The third part of this overnight shoot started after midnight. The D-group, as it turned out were the DISTRESSED group of extras selected to be made up as "blast survivors" (or messy dead people). Their wardrobe and skin were covered with fake "soot and blood"... and they really looked like the walking dead. Some of the principal actors were also distressed and we watched "Nucki" (Steve Buscemi) stagger from the "the ashes of the aftermath"... along with some of his "gangster partners".

The "ashes of the aftermath" were quite real as firemen and stage crew worked together to create a fiery scene that we actors had to walk through. Yes indeedy... many of us clean people, along with the distressed people were selected to participate in this final scene. Our direction was to help the distressed people out of the carnage while negotiating a path through the "controlled smoke and fire piles" that were set up on the boardwalk. I was "helping a young distressed woman" as the firemen were repeatedly lighting up the nearby area with some liquid accelerant goo and hidden gas grills that provided plenty of heat during our retakes.

The first run through the fire was daunting and we rushed like hell when "action" was called. The second time, we took it a bit slower as we stepped across the bodies and bumped into other "survivors". By the third, fourth and fifth retakes we were taking it easy with our jaunt through the fires of this boardwalk's empire. It's all psychological. Once you experience danger and survive it -there's a feeling of "Hey! It's no big deal." attitude. I wondered if firemen train this way... and then just as quickly stopped wondering when a mild flashback to 9/11 skipped through my gray matter: the distressed people were a bit too real all of a sudden... like the ash covered 9/11 victims I walked with on that day...

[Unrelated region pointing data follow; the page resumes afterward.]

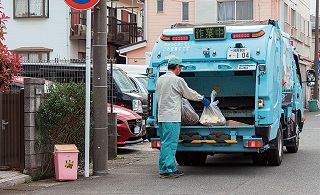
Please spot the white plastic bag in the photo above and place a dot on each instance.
(212, 115)
(188, 114)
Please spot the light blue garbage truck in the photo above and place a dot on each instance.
(255, 72)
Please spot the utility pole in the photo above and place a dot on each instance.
(100, 131)
(316, 58)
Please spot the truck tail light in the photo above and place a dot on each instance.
(260, 103)
(155, 143)
(175, 38)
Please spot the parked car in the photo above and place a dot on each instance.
(124, 92)
(140, 82)
(129, 126)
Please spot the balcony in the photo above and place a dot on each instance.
(120, 33)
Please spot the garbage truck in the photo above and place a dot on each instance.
(255, 72)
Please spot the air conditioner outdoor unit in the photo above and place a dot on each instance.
(80, 29)
(122, 36)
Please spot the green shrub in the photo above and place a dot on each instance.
(61, 120)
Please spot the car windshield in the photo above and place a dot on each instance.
(123, 81)
(143, 81)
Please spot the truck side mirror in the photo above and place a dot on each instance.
(311, 77)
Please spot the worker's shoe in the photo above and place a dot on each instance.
(168, 175)
(180, 173)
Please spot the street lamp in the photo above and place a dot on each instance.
(316, 57)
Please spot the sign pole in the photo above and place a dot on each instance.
(87, 107)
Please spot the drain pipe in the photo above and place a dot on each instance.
(121, 55)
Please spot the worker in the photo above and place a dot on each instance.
(170, 89)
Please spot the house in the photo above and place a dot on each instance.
(48, 30)
(294, 16)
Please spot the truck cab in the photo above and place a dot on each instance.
(258, 82)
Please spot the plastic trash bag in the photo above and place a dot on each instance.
(188, 114)
(212, 115)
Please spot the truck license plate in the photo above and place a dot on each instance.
(238, 53)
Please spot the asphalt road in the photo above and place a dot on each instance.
(136, 172)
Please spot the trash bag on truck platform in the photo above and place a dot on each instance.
(188, 114)
(212, 115)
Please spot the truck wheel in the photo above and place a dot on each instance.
(259, 158)
(275, 154)
(182, 158)
(198, 158)
(293, 145)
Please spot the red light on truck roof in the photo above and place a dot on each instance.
(175, 38)
(240, 35)
(247, 35)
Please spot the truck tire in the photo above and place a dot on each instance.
(275, 154)
(182, 158)
(293, 145)
(259, 159)
(198, 158)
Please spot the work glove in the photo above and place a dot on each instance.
(205, 102)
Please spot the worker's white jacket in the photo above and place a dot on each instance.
(170, 89)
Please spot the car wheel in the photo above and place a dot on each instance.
(275, 154)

At 5:AM, we were released and I went to get my car from the lot. When I got to the entrance, a huge gate had been closed and I realized that I might have to take public transportation back home. OH NOoooo! But I'm resourceful and hate to accept defeat when there's a glimmer of an adventure ahead. I noted the foot-high gap between the bottom of the fence and the ground... a moment later I was doing an Indiana Jones roll underneath it and wound up with a flashlight shining in my face.

"Hey! Didn't you see me shinin' the light to let you know I was comin'?". An elderly watchman was stirred from his slumber as my noisy clambering under the fence woke him up. I told him my situation, showed him my signed I-9 paper and he apologized for locking the door, but due to the valuable equipment in the trucks, he was instructed to secure the area. The trucks were now parked in a completely different array and I couldn't even see my car, much less imagine getting out of the lot. But the old watchman assured me that a path had been left and I should follow him. Sure enough, I found my car and a back-path was left open for cars like mine to exit. Which I would have done, had the gate been opened. The watchman went over to unlock it but after about 10 minutes of fiddling with it, there was no result. I shined my headlights on the gate but still no result. He got anxious about the lack of results to his futile attempts and aked me to wait a moment as he turned toward the nook next to the fence and took a pee. A minute later, his renewed attempts proved fruitful as the gate opened. I bade him good night and wished he had taken a pee earlier.

When I got home, I noted that I had been up for 24 hours straight and crashed on my bed for a three hour sleep when the door bell rang the next morning. The gas man had to be let in to take a reading... it was going to be another karma-burning day!